Background:

Ongoing phase III trials are comparing accelerated PBI around the lumpectomy site to standard whole breast irradiation in early stage breast cancer. Recent studies have questioned the late toxicity from PBI delivered with 3DCRT. We evaluated late toxicity on patients (pts) treated on RTOG 0319.

Methods:52 pts with stage I-II breast cancer, ≥3 cm, negative margins, and < 3 nodes positive were treated with 3DCRT PBI and received 38.5 Gy in 10 BID fractions over 5 days. Median follow-up was 5.3 years (min-max: 1.7-6.4 years). Five pts were deceased at 5 years. NCI CTCAE v3.0 was used to grade adverse events (AEs). At 3 years, 50 pts were available for AE reporting or late toxicity assessment.

Results: The treatment-related AEs were primarily grade 1 36.5%, 50% grade 2, and only 3 (5.8%) pts had grade 3 AEs. The grade 3 AEs in these pts were radiation dermatitis, skin fibrosis, telangectasia, and myositis. No baseline self-assessment of breast appearance is available. Patient self-assessment of breast appearance and satisfaction was available in 45 (87%) pts at 1 year and 36 (72%) at 3 years. At 1 year, 82% self reported excellent/good breast appearance and at 3 years, 64%. Pts who reported < excellent/good breast appearance had significantly more grade ≥2 skin AEs (telangectasia, skin atrophy, hyperpigmentation, erythema, skin fibrosis, radiation dermatitis, and breast or nipple/areolar deformity). At 3 years, 31 of 36 pts were satisfied with their treatment, but all 36 would choose 3DCRT PBI again over standard breast RT. Treatment factors were evaluated to establish correlation with patient reported breast appearance. Preliminary observations suggest surgical bed volume, PTV volume, number of beams used, and possible use of bolus are associated with patient reported outcomes (PRO).

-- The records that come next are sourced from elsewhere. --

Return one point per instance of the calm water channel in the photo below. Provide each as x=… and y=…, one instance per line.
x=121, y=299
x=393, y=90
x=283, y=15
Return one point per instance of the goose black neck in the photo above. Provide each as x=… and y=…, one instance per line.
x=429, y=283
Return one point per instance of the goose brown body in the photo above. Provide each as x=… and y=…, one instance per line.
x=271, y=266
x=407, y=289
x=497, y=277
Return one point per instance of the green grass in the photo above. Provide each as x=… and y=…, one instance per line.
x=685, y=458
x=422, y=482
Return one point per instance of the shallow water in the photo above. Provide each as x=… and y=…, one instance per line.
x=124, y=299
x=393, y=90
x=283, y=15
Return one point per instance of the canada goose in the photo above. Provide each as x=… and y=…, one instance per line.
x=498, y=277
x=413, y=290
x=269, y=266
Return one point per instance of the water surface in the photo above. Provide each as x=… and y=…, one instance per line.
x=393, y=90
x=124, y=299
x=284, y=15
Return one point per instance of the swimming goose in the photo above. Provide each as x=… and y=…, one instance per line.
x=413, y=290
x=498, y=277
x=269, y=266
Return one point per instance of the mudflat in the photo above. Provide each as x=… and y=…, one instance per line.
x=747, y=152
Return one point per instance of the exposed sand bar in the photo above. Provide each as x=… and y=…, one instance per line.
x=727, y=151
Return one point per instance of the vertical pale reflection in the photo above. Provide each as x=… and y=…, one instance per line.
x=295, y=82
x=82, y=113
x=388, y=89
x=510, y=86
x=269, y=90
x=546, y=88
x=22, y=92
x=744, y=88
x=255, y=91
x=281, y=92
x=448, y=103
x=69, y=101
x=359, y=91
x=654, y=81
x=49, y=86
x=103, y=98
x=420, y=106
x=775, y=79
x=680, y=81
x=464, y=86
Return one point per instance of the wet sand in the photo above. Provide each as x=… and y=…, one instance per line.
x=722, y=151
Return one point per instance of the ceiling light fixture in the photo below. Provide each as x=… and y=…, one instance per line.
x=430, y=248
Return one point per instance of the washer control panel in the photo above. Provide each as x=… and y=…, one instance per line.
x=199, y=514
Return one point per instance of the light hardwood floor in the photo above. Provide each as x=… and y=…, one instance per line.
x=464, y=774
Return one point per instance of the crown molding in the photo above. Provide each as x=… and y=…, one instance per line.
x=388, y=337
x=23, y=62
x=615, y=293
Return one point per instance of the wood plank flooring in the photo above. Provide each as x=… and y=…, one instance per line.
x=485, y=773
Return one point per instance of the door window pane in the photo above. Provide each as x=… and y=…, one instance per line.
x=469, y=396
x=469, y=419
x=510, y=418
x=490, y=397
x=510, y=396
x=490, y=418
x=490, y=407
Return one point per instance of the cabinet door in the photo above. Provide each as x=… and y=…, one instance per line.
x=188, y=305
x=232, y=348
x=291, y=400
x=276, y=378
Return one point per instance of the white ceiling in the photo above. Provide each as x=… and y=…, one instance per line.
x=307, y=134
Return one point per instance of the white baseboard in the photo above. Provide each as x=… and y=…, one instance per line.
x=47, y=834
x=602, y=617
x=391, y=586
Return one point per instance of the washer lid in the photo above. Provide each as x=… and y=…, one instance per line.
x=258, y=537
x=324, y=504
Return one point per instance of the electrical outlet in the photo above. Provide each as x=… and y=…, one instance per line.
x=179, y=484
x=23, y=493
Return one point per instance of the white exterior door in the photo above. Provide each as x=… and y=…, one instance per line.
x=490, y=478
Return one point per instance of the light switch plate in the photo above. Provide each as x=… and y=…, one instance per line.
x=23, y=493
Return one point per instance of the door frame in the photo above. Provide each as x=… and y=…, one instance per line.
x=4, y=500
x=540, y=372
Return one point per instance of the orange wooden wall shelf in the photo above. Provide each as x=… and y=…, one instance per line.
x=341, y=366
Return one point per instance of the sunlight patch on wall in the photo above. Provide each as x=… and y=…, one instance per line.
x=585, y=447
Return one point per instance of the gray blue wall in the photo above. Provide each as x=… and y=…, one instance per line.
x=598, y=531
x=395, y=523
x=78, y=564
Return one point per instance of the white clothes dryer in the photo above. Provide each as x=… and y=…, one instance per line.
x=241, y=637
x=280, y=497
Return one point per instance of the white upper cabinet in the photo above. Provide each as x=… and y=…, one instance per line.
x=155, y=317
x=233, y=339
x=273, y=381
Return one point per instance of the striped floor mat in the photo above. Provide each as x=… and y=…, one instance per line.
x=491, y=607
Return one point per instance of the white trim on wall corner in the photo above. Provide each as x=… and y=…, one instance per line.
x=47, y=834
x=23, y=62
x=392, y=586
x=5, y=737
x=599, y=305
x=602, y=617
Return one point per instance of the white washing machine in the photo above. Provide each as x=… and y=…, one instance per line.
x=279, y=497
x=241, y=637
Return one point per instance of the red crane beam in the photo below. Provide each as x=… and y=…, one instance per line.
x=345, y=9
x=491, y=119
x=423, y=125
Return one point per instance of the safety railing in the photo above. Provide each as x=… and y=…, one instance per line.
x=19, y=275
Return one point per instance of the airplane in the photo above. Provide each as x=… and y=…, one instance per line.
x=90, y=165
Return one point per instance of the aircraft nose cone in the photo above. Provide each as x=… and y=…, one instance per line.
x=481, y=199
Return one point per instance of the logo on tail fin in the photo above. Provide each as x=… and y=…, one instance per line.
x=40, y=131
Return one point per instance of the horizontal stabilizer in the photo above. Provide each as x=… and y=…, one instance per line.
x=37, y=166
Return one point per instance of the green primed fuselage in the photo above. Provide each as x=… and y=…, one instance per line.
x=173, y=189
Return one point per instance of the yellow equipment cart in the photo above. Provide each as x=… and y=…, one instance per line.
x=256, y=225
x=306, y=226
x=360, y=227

Surgical factors impacting PRO were not collected.

Conclusions: The majority of pts were satisfied with their treatment results at 3 years and would all choose to have 3DCRT PBI again. With a median of 5.3 years, the rate of grade 3 AEs is low. Technical factors from this phase II trial were modified for the phase III NSABP B-39/RTOG 0413 trial, in which bolus is not allowed and both target volumes and required coverage were modified, increasing expectation of improved PRO. Supported by RTOG U10 CA21661, CCOP U10 CA37422 and ATC U24 CA 81647 NCI grants.

Citation Information: Cancer Res 2010;70(24 Suppl):Abstract nr P3-15-07.